“False impersonation” (also known as “false personation”) is a crime in California.1
Under California Penal Code 529 PC, you commit the crime of false impersonation when you:
- Falsely personate someone (that is, pretend to be them) in their public or private capacity; and
- Perform any other act that might cause the person you are impersonating to become liable to a lawsuit or prosecution or become obligated to pay money, or which might cause you to get some benefit from impersonating him/her.2
Here are some examples of people who might be charged with false personation under PC 529:
- A drunk woman is confronted on the street by a police officer. When asked her name, she gives him the name of a co-worker. She then struggles with the officer, engaging in behavior that can lead to charges of resisting arrest.
- A man steals his cousin's utility bill and uses it to open a library card in his cousin's name. He then uses this card to borrow a bunch of books he does not intend to return.
- After her husband is arrested, a woman goes to a bail bond company, pretends to be her mother, and secures bail for her husband by signing her mother's name.

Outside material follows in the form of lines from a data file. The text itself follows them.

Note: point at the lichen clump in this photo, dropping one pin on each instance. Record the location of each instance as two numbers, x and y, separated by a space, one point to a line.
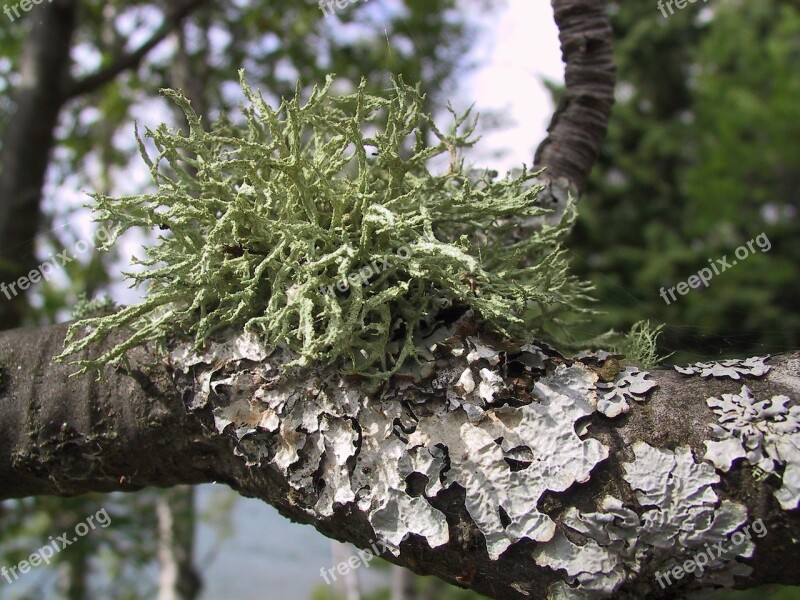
321 226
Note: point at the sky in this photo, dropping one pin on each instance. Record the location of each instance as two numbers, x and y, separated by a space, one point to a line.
522 49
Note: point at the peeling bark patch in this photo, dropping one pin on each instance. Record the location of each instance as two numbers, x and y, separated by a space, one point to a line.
765 433
339 446
680 512
733 368
629 384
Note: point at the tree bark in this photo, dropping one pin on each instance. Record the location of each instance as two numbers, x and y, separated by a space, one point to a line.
579 123
28 140
389 469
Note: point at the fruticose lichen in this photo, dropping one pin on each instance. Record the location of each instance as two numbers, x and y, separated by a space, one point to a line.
336 445
765 433
319 227
733 368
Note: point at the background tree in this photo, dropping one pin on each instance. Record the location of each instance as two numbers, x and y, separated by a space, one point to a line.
193 471
700 157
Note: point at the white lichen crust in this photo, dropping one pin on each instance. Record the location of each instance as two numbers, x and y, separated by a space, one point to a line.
337 445
765 433
683 518
506 439
733 368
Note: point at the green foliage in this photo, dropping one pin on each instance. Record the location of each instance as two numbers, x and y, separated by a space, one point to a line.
700 157
265 224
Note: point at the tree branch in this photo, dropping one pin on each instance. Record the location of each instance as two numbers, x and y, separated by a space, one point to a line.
579 123
132 60
493 467
26 143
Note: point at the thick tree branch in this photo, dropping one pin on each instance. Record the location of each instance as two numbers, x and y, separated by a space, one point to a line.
27 141
488 479
581 118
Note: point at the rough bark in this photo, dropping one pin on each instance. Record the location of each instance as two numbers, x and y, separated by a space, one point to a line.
228 416
579 123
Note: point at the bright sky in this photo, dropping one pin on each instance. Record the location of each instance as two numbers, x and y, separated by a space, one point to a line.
523 49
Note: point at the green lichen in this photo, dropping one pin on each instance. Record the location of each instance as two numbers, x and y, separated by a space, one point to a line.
261 222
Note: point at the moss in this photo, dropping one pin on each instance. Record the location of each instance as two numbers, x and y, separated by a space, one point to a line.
262 223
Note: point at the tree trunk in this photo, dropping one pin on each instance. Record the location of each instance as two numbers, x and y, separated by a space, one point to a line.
178 579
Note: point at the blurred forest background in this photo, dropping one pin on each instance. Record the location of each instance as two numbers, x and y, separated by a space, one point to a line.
703 154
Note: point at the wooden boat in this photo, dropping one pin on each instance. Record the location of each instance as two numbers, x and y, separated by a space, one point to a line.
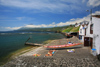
63 46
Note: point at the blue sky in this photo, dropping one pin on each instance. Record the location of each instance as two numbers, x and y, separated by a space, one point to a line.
16 14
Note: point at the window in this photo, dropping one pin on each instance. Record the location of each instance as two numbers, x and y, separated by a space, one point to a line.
91 29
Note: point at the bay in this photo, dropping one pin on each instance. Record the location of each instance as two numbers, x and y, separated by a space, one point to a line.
10 42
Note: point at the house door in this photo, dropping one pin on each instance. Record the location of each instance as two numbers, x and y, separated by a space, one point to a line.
88 41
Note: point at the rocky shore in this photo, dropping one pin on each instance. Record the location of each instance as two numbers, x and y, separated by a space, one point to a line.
61 58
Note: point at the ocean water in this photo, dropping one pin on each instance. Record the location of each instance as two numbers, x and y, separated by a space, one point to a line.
10 42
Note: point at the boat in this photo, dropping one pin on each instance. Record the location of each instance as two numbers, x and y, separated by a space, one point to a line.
63 46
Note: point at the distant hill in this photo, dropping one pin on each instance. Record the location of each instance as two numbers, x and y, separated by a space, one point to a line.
71 29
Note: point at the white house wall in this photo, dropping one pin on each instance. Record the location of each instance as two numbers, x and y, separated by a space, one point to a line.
88 31
96 33
81 31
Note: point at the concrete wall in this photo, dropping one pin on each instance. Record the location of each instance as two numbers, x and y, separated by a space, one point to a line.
96 34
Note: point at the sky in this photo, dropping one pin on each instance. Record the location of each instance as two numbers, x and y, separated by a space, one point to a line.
16 14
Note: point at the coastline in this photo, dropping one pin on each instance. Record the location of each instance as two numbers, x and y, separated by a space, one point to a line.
61 58
21 51
30 50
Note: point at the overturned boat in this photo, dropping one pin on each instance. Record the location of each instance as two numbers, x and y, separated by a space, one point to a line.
64 46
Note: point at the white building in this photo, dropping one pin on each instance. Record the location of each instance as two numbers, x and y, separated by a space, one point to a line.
82 31
96 33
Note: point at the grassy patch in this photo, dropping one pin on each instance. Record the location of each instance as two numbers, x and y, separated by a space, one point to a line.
7 58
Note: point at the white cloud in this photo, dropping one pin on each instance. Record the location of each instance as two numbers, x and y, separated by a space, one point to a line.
44 5
20 18
93 3
83 1
77 20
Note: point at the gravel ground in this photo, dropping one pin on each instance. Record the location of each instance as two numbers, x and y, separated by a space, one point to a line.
61 58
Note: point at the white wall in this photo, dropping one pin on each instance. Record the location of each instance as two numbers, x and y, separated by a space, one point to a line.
88 31
96 33
82 30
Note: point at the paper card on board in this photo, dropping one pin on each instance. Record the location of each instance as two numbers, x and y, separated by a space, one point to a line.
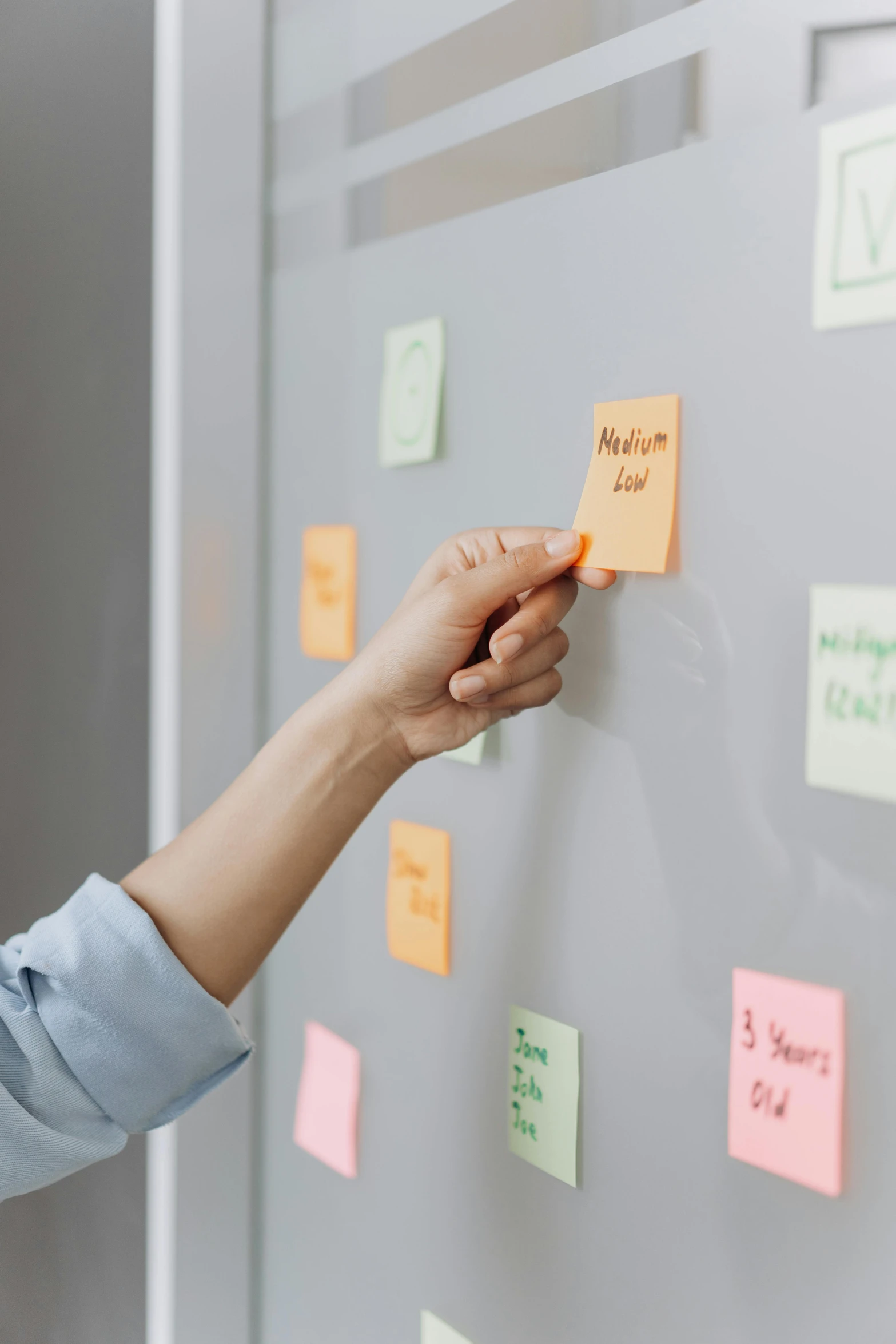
433 1331
851 721
328 1096
543 1093
629 499
412 393
786 1080
855 271
471 753
418 896
327 605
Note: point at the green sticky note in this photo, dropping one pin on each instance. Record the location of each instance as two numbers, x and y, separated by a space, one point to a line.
412 393
544 1093
433 1331
471 753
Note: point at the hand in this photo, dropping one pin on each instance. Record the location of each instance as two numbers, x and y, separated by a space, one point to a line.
476 639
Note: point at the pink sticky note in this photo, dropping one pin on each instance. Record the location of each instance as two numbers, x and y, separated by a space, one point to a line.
327 1104
786 1082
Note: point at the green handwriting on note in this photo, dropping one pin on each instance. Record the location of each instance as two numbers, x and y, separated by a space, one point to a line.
543 1093
855 277
851 723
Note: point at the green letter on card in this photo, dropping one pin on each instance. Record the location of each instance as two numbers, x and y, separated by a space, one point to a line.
543 1093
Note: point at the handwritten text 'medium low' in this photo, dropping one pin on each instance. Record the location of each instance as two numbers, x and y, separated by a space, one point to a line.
632 447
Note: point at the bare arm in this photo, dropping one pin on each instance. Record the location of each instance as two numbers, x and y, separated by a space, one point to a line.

If false impersonation is charged as a misdemeanor, it is punishable by a fine of up to ten thousand dollars ($10,000), and/or up to one (1) year in county jail.4
Felony false personation carries a potential fine of up to ten thousand dollars ($10,000), and a potential sentence of sixteen (16) months, two (2) years or three (3) years (which in most cases will be served in county jail under California's realignment program).5
If you find yourself facing false impersonation charges in California, a skilled criminal defense attorney can help you determine the best legal defenses for your case.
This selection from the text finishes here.